Cette opération, poétiquement appelée « La cagnotte des champs », a pour objectif de contribuer à la reconstitution du cheptel de canards exterminé à l’occasion de la récente épidémie de grippe aviaire (1). Via la Cagnotte des champs, il est ainsi possible de parrainer un ou plusieurs canards qui seront placés chez des gaveurs. Et, tout comme pour les parrainages dans les refuges, l’association Cagnotte des champs s’engage à tisser un lien entre le donateur et l’animal :

“ À partir d’un montant de 5 euros par don, un contributeur peut parrainer son propre caneton, le nommer et choisir l’exploitation dans laquelle il sera élevé. Il recevra en contrepartie des nouvelles de son caneton et de sa nouvelle vie ! ”

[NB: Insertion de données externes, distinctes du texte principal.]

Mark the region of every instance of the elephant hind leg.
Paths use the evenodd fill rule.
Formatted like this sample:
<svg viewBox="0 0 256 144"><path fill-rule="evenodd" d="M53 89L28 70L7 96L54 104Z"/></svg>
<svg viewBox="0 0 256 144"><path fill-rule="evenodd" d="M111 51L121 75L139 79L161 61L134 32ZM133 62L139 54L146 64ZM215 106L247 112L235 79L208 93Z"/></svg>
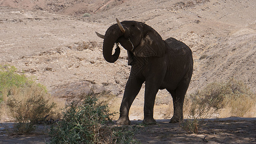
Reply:
<svg viewBox="0 0 256 144"><path fill-rule="evenodd" d="M173 91L168 91L172 97L173 102L173 116L170 123L179 122L183 120L183 104L186 89L177 88Z"/></svg>

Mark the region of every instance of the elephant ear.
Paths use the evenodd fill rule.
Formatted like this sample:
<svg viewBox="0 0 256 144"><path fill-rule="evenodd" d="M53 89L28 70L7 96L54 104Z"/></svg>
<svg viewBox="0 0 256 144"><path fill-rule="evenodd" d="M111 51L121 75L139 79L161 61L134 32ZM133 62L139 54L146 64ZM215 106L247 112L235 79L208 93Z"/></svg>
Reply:
<svg viewBox="0 0 256 144"><path fill-rule="evenodd" d="M140 57L162 57L165 50L161 36L156 31L149 30L144 35L133 53L134 56Z"/></svg>

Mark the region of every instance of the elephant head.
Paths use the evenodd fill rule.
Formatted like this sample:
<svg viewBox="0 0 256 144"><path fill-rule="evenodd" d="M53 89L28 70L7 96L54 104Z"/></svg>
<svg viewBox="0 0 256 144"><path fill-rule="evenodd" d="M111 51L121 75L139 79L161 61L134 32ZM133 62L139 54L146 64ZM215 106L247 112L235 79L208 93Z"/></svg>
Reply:
<svg viewBox="0 0 256 144"><path fill-rule="evenodd" d="M103 56L106 61L114 62L118 59L120 49L117 47L114 54L112 51L115 43L119 43L135 57L161 57L165 52L164 41L153 28L146 24L136 21L119 22L110 26L105 36L96 32L104 38Z"/></svg>

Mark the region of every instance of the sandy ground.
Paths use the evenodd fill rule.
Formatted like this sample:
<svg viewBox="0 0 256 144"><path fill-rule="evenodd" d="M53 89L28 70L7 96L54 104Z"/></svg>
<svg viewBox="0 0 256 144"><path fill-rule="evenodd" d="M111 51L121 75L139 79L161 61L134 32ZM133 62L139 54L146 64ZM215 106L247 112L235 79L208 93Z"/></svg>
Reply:
<svg viewBox="0 0 256 144"><path fill-rule="evenodd" d="M81 91L110 91L117 96L111 107L118 110L130 72L126 52L122 49L118 60L107 62L103 40L95 33L104 34L117 17L145 22L163 39L172 37L191 48L195 66L187 95L230 78L244 81L256 92L256 7L253 0L0 0L0 64L14 65L20 73L35 77L52 96L68 98ZM84 17L85 13L91 16ZM203 55L206 57L200 59ZM131 120L143 119L144 86L132 106ZM154 118L171 118L171 112L165 114L171 105L170 94L159 91ZM256 111L249 115L256 117ZM248 123L255 124L252 121ZM212 122L216 129L225 126L225 122ZM246 130L255 135L243 142L255 142L255 129Z"/></svg>
<svg viewBox="0 0 256 144"><path fill-rule="evenodd" d="M169 120L157 120L157 124L140 127L135 138L141 144L256 144L256 119L237 117L207 119L198 127L197 134L188 133L179 123ZM141 123L132 120L131 126ZM12 128L13 123L5 123ZM0 144L44 144L49 143L49 126L39 125L33 134L16 135L2 131L0 125ZM8 129L5 129L8 130Z"/></svg>

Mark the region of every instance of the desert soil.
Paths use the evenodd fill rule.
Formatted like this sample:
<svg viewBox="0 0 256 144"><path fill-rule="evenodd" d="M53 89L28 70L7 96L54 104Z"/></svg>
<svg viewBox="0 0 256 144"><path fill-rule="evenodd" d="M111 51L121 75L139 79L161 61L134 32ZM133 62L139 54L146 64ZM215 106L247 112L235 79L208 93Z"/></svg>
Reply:
<svg viewBox="0 0 256 144"><path fill-rule="evenodd" d="M117 17L144 22L163 39L172 37L190 47L195 66L188 95L231 78L243 81L255 93L256 8L254 0L0 0L0 64L15 66L18 72L35 77L58 98L69 98L81 91L110 91L117 96L110 105L118 110L130 70L126 52L122 48L116 62L107 62L102 55L103 40L95 33L104 34ZM131 120L143 119L144 90L143 86L132 106ZM171 101L166 90L158 92L156 119L171 117L171 112L165 114ZM256 117L255 110L250 116ZM255 122L211 121L199 135L191 135L177 124L159 121L140 133L146 137L137 137L153 143L165 139L171 143L253 143ZM168 134L154 132L158 130ZM23 136L2 133L2 142L14 138L17 143L24 142ZM47 136L27 137L43 142L39 139Z"/></svg>

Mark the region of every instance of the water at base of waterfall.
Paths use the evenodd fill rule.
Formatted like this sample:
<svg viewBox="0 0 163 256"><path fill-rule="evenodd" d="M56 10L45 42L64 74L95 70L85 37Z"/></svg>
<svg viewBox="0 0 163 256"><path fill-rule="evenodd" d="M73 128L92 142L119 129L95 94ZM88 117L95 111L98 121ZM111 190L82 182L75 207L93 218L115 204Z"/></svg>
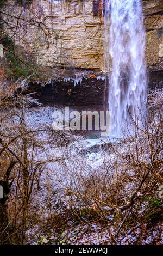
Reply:
<svg viewBox="0 0 163 256"><path fill-rule="evenodd" d="M141 0L106 0L105 59L112 137L130 130L146 108L145 32Z"/></svg>

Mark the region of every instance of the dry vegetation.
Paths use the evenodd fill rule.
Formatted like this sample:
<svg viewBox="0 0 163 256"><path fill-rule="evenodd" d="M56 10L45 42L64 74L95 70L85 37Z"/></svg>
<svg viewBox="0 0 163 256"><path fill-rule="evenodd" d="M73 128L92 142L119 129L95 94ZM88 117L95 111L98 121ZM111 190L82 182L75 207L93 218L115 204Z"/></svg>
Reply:
<svg viewBox="0 0 163 256"><path fill-rule="evenodd" d="M134 133L96 149L96 162L77 136L29 125L36 102L26 86L1 71L1 243L161 244L162 90Z"/></svg>

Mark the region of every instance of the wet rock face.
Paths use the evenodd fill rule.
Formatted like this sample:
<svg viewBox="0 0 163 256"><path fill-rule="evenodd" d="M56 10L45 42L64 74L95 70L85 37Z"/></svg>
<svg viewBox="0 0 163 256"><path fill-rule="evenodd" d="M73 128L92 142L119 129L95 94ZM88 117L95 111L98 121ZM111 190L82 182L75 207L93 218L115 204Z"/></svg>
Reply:
<svg viewBox="0 0 163 256"><path fill-rule="evenodd" d="M47 42L40 29L32 27L18 43L32 53L40 65L102 71L105 2L40 0L38 4L38 0L33 0L23 15L30 16L42 8L40 19L49 29L50 40ZM15 5L14 1L9 0L8 3L7 8L12 14L22 11L22 7ZM163 70L163 1L142 0L142 7L147 31L147 66L151 70Z"/></svg>
<svg viewBox="0 0 163 256"><path fill-rule="evenodd" d="M163 70L163 1L143 1L146 60L150 70Z"/></svg>
<svg viewBox="0 0 163 256"><path fill-rule="evenodd" d="M84 78L74 86L71 81L53 81L41 86L29 85L28 93L35 92L35 97L43 105L65 106L99 105L104 103L105 81L97 78Z"/></svg>

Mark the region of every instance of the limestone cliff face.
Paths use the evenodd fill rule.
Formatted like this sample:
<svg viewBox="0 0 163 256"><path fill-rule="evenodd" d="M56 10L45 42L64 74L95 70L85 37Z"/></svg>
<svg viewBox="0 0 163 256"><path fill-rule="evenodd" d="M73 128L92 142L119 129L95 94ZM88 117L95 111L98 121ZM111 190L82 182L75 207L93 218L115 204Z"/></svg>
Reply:
<svg viewBox="0 0 163 256"><path fill-rule="evenodd" d="M24 15L42 11L40 20L49 30L48 40L33 27L18 43L35 56L38 64L52 69L73 67L103 71L104 25L102 1L33 0ZM163 1L143 0L146 34L146 63L149 70L163 70ZM20 13L9 1L8 8ZM43 10L43 11L41 11ZM41 10L41 11L40 11ZM21 32L23 34L23 31Z"/></svg>

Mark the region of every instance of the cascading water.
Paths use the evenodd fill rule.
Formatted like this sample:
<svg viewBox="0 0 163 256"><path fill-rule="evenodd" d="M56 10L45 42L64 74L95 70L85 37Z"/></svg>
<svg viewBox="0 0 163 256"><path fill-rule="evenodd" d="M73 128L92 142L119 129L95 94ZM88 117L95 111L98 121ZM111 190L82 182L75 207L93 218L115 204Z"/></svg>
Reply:
<svg viewBox="0 0 163 256"><path fill-rule="evenodd" d="M141 0L106 0L104 22L110 135L118 136L125 132L130 115L137 116L146 108Z"/></svg>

Supposons donc qu’un quidam parraine trois canetons. Il reçoit la photo de ses trois canetons, des poussins encore ébouriffés de duvet puisque les canetons sont livrés aux élevages dès le premier jour de leur vie. Que les trois canetons soient des mâles n’est pas un hasard, car les femelles ont sans doute été déjà broyées vives : elles ont un foie trop nervé pour faire du foie gras acceptable – les poussins sont donc triés dès l’éclosion et les femelles sont éliminées.

Canetons broyés
Les canetons femelles, impropres au gavage, sont broyées vives.

 

Nos trois canetons, en quelque sorte des survivants du hachoir, arrivent groggy à l’élevage : outre le transport, on leur a brûlé l’extrémité du bec dans le couvoir où ils ont éclos.

Les canetons ont le bec brûlé.
Le bec des canetons mâles est brûlé.

 

Comme le parrainage ne commence qu’une fois dans l’élevage, tri et débecquage des poussins ne sont pas mentionnés au parrain - ni, évidemment, l’insémination des canes, qui se fait encore en amont de toutes ces opérations.

Insémination d'une cane.
Des canes communes sont inséminés avec du sperme de canard de Barbarie pour produire des canards hybrides Mulards, race sélectionnée pour le gavage.

 

Notre parrain vient de recevoir la photo des trois petites boules de duvet jaune, qu’il décide de nommer Riri, Fifi et Loulou. Quelles nouvelles des oiseaux, l’éleveur, qui a reçu ces 3 canetons ainsi que 800 autres, pourrait-il ensuite envoyer au parrain soucieux du bien-être de ses petits protégés ? Les 40 premiers jours, ça se résumerait probablement à : « Tout va bien, les canetons sont au chaud et à l’abri dans un hangar chauffé. »

Poussins de canard mulard en élevage.
Les canetons sont enfermés par centaines dans un hangar. Ils ne connaitront jamais la chaleur maternelle.

 

Les 40 jours suivants donneraient quelque chose comme : « Vos canards ont bien grandi. Ils sont emplumés et ont désormais accès au plein air, sur un terrain sécurisé. »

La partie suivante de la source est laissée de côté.